Consumption

Consumption is the whole point of food systems! Who gets to eat what food, and how often, is very much determined by the dynamics of production, distribution, and processing. Health outcomes in humans are tied to the kinds of foods produced (for example, are they high-calorie fats and carbohydrate crops, nutrient-rich vegetables, or nutrient-dense animal products?). These outcomes are also tied to the ways foods are produced (for example, are they pesticide-drenched or not?), processed (for example, are they kept whole, fermented, or otherwise chemically reconfigured?), and distributed (most especially, their accessibility and affordability to the consumer).

The previously mentioned exchange value of food influences where foods end up, and who ends up able to eat them, in direct and indirect ways. Most directly, if someone lacks the money to buy sufficient foods, they are likely to end up hungry. A full assessment of food distribution and consumption, then, should include unpacking how the commodification of food affects where food ends up. The process of commodification is also more hidden and complex to the average person than simple market prices indicate. This is evidenced by commodities stock markets, where traders speculate on the prices of foods: these stock markets have been cited as having helped create the 2007/2008 “food price crisis”—where hundreds of millions of people lost affordable access to staple foods suddenly.

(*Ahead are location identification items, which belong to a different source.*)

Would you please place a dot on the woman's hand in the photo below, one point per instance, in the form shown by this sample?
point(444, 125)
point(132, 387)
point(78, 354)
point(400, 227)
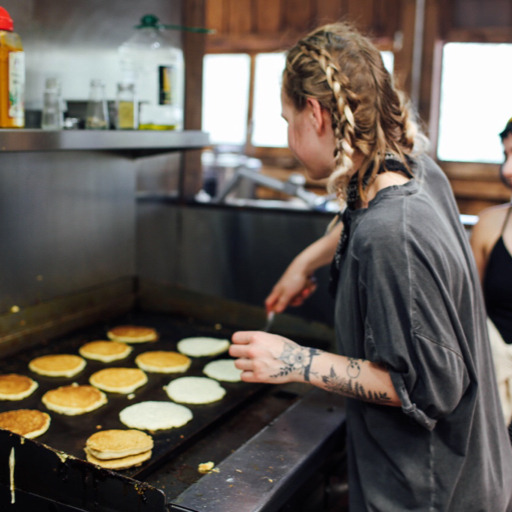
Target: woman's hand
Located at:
point(292, 289)
point(298, 283)
point(269, 358)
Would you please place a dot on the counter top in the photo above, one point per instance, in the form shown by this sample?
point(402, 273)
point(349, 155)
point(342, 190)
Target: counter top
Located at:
point(142, 142)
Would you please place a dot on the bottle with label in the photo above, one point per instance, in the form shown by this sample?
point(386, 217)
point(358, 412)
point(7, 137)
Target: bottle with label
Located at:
point(125, 106)
point(12, 75)
point(52, 117)
point(96, 115)
point(156, 67)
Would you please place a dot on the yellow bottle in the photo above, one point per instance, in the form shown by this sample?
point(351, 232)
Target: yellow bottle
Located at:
point(12, 75)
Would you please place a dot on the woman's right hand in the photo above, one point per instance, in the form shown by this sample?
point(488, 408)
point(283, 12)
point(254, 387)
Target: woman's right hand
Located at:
point(298, 282)
point(292, 289)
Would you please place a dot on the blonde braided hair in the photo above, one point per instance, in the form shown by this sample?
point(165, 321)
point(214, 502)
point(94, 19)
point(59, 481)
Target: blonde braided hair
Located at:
point(344, 72)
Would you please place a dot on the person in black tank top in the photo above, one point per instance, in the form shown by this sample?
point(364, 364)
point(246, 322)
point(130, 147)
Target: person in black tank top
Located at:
point(497, 285)
point(491, 241)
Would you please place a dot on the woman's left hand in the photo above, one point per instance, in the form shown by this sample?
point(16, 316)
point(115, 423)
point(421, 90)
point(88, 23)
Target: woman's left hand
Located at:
point(267, 358)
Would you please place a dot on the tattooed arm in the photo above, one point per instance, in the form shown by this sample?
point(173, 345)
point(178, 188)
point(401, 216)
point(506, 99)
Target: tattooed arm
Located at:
point(273, 359)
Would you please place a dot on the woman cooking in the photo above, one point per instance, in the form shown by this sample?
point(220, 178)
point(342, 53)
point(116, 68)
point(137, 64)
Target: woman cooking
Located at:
point(423, 414)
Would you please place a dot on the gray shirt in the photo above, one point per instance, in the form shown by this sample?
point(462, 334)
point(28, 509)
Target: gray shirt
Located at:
point(409, 298)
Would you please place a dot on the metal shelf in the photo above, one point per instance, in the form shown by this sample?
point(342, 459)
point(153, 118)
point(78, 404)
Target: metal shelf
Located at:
point(137, 142)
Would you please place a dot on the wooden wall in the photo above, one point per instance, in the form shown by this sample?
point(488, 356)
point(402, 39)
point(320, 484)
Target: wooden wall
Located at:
point(268, 25)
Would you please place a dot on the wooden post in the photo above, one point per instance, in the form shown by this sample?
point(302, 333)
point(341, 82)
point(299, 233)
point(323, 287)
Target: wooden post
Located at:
point(193, 15)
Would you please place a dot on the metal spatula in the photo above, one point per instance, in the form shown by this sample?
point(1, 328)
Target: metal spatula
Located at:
point(270, 320)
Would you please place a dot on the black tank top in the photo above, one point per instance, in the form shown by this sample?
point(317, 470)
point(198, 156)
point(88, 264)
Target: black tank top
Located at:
point(498, 286)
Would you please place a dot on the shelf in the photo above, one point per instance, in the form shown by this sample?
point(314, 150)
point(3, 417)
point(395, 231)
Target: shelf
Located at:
point(137, 142)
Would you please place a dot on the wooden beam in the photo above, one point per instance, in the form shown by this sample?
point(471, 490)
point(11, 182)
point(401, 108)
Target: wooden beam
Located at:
point(193, 15)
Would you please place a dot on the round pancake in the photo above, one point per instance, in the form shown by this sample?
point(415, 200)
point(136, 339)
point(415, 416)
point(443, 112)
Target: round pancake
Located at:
point(105, 351)
point(132, 334)
point(73, 400)
point(118, 380)
point(116, 444)
point(224, 370)
point(122, 463)
point(25, 422)
point(154, 415)
point(57, 365)
point(201, 346)
point(16, 387)
point(162, 361)
point(194, 390)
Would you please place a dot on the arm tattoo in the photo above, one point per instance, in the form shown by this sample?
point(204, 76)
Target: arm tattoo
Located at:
point(296, 359)
point(351, 387)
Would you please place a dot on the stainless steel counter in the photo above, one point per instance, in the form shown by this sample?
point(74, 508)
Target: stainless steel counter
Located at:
point(143, 142)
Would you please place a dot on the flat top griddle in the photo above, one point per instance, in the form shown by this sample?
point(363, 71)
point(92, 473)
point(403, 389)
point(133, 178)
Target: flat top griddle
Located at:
point(69, 433)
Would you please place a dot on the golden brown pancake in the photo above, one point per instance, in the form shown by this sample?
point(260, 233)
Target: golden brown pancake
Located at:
point(132, 334)
point(16, 387)
point(116, 444)
point(25, 422)
point(73, 400)
point(105, 351)
point(57, 365)
point(118, 380)
point(123, 463)
point(163, 361)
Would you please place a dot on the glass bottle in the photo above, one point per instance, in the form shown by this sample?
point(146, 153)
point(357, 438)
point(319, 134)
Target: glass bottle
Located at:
point(96, 117)
point(12, 75)
point(52, 116)
point(156, 66)
point(126, 106)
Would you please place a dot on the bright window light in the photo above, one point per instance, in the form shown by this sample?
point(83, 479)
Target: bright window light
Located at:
point(226, 97)
point(475, 101)
point(388, 59)
point(269, 128)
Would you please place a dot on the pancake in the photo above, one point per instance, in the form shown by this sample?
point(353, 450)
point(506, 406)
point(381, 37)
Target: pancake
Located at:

While human physical health and issues of hunger and malnutrition are clearly important, there is also the longstanding cultural importance of food. Cooking traditions and specific ingredients have been passed down generation to generation. Those ingredients might be rare or difficult to find as food cultures become homogenized and standardized around the globe. Cooking itself is in some ways become a “lost art”—at least for those in the developed world—as people have less and less time to cook, less interest to cook, less skills in cooking, and more access to processed and pre-made foods, like restaurant-made and microwave meals.

The question of whether we should accept the modernization of food culture—such that food cultures and ingredients are evermore globalized and no longer as geographically static, and food is consumed more quickly and more often outside of the home—is an important one for food systems. Are these part of the problem of food systems? The “Slow Foodmovement argues this way: “fast food” culture and the replacement of local food cultures with international ones are bad omens for a future of food that is “good, clean, and fair”.